European Commission sues Poland over EU law violations by top court
Brussels says constitutional court ‘no longer meets the requirements of an independent and impartial tribunal.’
The European Commission said Wednesday it would take Poland to the Court of Justice of the European Union over two controversial rulings from the country’s Constitutional Tribunal, which ruled that the Polish constitution takes precedence over EU law.
The Commission also questioned the legality of the Polish court.
The move signals a further escalation in the long-running legal battle between Brussels and Warsaw, with the EU trying to force the ruling nationalist Law and Justice (PiS) party to scale back radical judiciary reforms.
In July 2021, Poland’s Constitutional Tribunal ruled that applying measures taken by the Court of Justice of the EU to the Polish judiciary was unconstitutional — a direct challenge to the authority of the EU court.
A few months later, the Polish constitutional court said Poland’s national constitution took precedence over EU law, rejecting the legal framework upon which the EU was built.
“The Constitutional Tribunal with these rulings breached the general principles of autonomy, primacy, effectiveness, uniform application of Union law and the binding effect of rulings of the Court of Justice of the European Union,” the Commission said in a statement.
The EU executive said it had sought to resolve the issue in an exchange with Poland last year, but Warsaw rejected its reasoning.
“The Polish reply does not address the Commission’s concerns,” the statement reads. “This is why the Commission decided today to refer Poland to the Court of Justice of the European Union.”
EU Values and Transparency Commissioner Věra Jourová tweeted: “EU law must be equally applied across the Union.”

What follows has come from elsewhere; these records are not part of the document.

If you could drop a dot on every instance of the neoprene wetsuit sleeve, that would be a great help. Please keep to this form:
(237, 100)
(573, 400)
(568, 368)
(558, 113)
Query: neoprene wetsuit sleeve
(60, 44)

The Commission also called into question the status of the Polish court, as several of its justices were appointed in violation of the Polish constitution.
“The Commission also considers that the Constitutional Tribunal no longer meets the requirements of an independent and impartial tribunal previously established by law,” it said.
The Commission’s decision prompted a furious reaction from Krystyna Pawłowicz, an outspoken justice on the Constitutional Tribunal. She said the CJEU is not able to challenge the rulings of the Polish court, which were “FINAL.”
“But with this unlawful duplicity they will not affect the jurisprudence of the Polish [tribunal]. The rulings of the [tribunal] will remain unshakeable and universally binding,” she tweeted, adding: “There is no more law in the EU.”
The Commission’s move creates big problems for efforts by Poland to paper over the dispute with Brussels so the Commission can release €36 billion in grants and loans from its pandemic recovery fund — held up over worries that Poland is backsliding on the bloc’s rule-of-law principles.
The Polish parliament passed a law backtracking on some judicial reforms, especially those dealing with how judges are disciplined, part of “milestones” agreed between Warsaw and Brussels to get the recovery fund cash. But last week President Andrzej Duda sent the legislation to the Constitutional Tribunal to see if it violates the Polish constitution.
As well as the current legal action by the Commission, the tribunal also faces an internal rebellion, as several justices refuse to recognize that Julia Przyłębska is still the court’s valid president.
Poland is also already in trouble with the CJEU, as it ignored an order to suspend the functioning of a controversial mechanism for disciplining judges. The EU court imposed a daily fine of €1 million starting in October 2021, which now amounts to €476 million.